The HELIOS-B trial successfully met its primary endpoint, demonstrating a statistically significant reduction in the combined occurrence of all-cause mortality and recurrent cardiovascular events across the entire study population, as well as specifically in those receiving monotherapy. However, a notable finding emerged: while treatment with vutrisiran resulted in a 30% decrease in mortality within the monotherapy group during the double-blind period, this reduction did not reach statistical significance. This lack of significance might have negatively impacted investor sentiment, contributing to the stock’s decline.
Despite this news, it’s important to note that vutrisiran has already gained approval in the United States for the treatment of adult patients with polyneuropathy associated with hereditary ATTR amyloidosis. It has also secured approval in the European Union for the same indication in adult patients exhibiting stage 1 or stage 2 polyneuropathy. Vutrisiran is marketed under the trade name Amvuttra in both the United States and Europe.

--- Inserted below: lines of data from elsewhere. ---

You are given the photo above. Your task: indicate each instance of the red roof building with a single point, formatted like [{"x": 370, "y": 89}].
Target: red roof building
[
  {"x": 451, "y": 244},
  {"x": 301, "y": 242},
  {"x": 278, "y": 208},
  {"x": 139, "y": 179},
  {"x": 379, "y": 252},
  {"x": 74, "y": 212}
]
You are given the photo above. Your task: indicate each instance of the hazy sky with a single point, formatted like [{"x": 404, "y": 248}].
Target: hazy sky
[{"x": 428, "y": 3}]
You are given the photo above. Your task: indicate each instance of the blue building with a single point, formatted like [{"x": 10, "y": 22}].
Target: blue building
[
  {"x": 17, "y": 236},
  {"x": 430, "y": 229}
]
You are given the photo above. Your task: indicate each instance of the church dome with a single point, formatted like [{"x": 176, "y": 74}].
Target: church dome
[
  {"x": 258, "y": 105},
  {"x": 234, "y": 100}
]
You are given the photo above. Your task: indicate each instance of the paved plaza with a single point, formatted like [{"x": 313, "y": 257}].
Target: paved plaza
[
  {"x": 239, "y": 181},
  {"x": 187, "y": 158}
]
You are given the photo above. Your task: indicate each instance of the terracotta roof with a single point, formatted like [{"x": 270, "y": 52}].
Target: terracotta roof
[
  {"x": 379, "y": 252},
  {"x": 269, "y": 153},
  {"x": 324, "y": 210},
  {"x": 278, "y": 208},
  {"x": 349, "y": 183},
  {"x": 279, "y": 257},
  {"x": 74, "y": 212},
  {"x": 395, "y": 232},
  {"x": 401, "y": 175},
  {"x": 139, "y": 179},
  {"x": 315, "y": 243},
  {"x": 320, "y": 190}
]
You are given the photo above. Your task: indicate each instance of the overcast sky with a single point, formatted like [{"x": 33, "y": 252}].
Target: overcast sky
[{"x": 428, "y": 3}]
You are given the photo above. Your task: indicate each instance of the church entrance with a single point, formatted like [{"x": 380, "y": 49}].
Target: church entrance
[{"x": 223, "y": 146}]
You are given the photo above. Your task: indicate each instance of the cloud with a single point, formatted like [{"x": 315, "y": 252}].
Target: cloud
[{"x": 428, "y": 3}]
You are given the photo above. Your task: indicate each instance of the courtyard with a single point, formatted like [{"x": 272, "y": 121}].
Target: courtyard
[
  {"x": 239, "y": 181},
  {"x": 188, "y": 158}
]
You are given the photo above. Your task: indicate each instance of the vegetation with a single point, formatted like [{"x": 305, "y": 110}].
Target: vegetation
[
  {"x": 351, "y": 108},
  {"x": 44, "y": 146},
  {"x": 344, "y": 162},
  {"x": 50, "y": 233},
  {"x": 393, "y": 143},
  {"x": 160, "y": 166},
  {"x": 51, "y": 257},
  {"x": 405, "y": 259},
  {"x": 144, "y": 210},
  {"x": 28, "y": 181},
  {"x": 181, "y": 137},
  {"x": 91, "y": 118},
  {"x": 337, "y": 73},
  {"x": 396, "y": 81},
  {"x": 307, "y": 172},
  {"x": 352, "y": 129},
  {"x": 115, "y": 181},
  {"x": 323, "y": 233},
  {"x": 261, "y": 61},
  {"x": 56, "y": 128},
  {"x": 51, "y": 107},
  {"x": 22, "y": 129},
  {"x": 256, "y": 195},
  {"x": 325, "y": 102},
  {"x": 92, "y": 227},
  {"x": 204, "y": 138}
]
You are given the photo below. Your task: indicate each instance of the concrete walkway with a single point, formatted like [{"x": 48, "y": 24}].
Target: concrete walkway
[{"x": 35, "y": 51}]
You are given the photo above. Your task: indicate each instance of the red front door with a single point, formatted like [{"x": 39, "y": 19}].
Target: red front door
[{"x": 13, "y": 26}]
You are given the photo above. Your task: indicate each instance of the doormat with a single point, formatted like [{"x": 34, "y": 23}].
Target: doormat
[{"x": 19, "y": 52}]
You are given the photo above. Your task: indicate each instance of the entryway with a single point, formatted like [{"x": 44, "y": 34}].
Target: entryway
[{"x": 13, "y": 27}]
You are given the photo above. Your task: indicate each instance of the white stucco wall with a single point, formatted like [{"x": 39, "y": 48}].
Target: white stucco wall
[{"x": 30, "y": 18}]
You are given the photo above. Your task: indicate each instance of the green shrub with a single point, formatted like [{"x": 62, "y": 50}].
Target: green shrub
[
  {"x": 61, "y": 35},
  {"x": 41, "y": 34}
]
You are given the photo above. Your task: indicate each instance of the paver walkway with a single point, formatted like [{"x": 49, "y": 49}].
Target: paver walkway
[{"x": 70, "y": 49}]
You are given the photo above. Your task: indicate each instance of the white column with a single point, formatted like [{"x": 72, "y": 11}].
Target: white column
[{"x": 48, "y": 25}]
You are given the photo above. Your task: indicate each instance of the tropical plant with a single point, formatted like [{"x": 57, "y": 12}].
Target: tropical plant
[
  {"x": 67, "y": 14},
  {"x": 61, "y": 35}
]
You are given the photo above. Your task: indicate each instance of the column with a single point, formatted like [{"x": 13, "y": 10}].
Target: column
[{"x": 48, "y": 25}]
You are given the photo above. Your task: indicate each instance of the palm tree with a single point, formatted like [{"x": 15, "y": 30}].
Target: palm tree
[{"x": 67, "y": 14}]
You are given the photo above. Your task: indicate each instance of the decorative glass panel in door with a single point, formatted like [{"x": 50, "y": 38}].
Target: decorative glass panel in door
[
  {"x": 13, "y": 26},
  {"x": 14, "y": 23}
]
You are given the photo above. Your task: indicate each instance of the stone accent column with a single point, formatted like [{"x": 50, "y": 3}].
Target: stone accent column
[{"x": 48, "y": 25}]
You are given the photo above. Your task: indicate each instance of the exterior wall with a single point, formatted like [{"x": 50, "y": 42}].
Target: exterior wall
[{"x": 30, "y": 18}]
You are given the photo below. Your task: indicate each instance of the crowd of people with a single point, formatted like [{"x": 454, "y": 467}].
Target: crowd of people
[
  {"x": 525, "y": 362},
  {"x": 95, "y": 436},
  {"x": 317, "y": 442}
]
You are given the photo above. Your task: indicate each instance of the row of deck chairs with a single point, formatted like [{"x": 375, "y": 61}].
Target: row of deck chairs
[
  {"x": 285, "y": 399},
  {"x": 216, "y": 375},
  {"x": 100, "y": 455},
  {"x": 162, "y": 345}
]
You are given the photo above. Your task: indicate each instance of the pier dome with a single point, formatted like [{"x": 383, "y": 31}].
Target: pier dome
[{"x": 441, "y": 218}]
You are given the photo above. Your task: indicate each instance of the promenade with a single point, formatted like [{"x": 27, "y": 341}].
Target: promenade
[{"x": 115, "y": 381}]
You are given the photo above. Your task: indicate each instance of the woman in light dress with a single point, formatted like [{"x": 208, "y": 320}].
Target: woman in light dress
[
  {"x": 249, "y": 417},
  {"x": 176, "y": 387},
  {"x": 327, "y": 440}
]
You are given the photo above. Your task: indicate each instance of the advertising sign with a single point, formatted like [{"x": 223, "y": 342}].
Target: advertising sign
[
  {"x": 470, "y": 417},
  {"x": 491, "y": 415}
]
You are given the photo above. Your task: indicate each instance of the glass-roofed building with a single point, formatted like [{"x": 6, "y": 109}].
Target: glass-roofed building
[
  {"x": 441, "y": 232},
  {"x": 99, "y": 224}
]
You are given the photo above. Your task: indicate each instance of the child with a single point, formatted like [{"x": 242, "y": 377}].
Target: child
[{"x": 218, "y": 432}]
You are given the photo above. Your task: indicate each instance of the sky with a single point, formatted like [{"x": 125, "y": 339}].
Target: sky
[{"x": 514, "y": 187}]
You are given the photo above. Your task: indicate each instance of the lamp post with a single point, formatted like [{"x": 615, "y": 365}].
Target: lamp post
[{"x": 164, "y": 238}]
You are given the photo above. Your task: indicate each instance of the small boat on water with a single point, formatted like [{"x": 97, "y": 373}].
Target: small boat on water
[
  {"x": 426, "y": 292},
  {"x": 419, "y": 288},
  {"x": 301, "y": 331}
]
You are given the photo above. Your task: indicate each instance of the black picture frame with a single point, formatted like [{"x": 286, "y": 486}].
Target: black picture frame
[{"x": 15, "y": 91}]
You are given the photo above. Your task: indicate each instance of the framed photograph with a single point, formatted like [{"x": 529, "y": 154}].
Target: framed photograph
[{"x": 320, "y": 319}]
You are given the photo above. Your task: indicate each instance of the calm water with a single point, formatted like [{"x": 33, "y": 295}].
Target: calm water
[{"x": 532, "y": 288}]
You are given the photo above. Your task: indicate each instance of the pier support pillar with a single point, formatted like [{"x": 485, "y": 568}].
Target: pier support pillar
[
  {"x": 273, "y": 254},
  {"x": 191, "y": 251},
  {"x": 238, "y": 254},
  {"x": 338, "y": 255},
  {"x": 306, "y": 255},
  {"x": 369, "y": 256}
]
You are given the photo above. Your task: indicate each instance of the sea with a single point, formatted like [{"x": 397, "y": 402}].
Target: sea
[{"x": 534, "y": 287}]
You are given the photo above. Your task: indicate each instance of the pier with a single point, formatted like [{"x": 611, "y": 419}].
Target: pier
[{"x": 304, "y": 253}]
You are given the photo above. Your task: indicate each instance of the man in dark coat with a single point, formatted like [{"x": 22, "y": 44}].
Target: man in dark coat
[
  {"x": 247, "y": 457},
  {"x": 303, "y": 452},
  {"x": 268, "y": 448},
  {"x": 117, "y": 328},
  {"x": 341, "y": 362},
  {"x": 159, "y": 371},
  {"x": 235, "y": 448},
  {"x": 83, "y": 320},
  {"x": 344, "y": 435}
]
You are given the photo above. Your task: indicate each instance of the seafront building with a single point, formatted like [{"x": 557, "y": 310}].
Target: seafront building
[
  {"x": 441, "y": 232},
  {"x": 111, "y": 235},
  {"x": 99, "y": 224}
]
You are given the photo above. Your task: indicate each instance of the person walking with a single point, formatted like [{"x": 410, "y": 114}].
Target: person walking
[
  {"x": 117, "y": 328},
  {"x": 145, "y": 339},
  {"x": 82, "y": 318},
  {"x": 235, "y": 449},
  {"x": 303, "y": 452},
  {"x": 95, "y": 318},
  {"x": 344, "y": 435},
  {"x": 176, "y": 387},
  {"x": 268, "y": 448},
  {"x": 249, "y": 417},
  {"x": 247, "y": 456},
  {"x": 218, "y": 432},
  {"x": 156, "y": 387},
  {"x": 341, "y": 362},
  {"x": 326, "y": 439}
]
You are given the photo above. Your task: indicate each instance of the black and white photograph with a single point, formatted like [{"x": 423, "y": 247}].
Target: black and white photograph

Alnylam had previously announced encouraging data from the HELIOS-B trial in June 2024, which evaluated vutrisiran’s efficacy in treating patients with ATTR amyloidosis with cardiomyopathy. This positive news had propelled the company’s shares upward. The Phase III HELIOS-B trial enrolled 655 adult patients diagnosed with ATTR amyloidosis (both hereditary and wild-type) exhibiting cardiomyopathy. These patients were evenly divided into two groups: one receiving vutrisiran 25mg subcutaneously once every three months and the other receiving a placebo, both groups undergoing treatment for up to 36 months.
Alnylam is actively preparing to submit global regulatory applications, including a supplemental new drug application for vutrisiran to the FDA. This submission is slated for later in 2024 and will utilize a Priority Review Voucher. Amvuttra is currently Alnylam’s top revenue generator. In the first half of 2024, this drug achieved sales of $425.4 million, reflecting an 82% year-over-year increase on a reported basis. This encouraging growth is attributed to the initiation of treatment by new patients as well as the shift of patients from ALNY’s Onpattro (patisiran). Onpattro, which is also approved in the United States and European Union for treating ATTR amyloidosis in adults, is a product from Alnylam.
Alnylam believes that, if approved for this new indication, vutrisiran has the potential to become the standard treatment for ATTR amyloidosis with cardiomyopathy. This prospect is anticipated to further boost sales and expand the eligible patient population for the drug in subsequent quarters.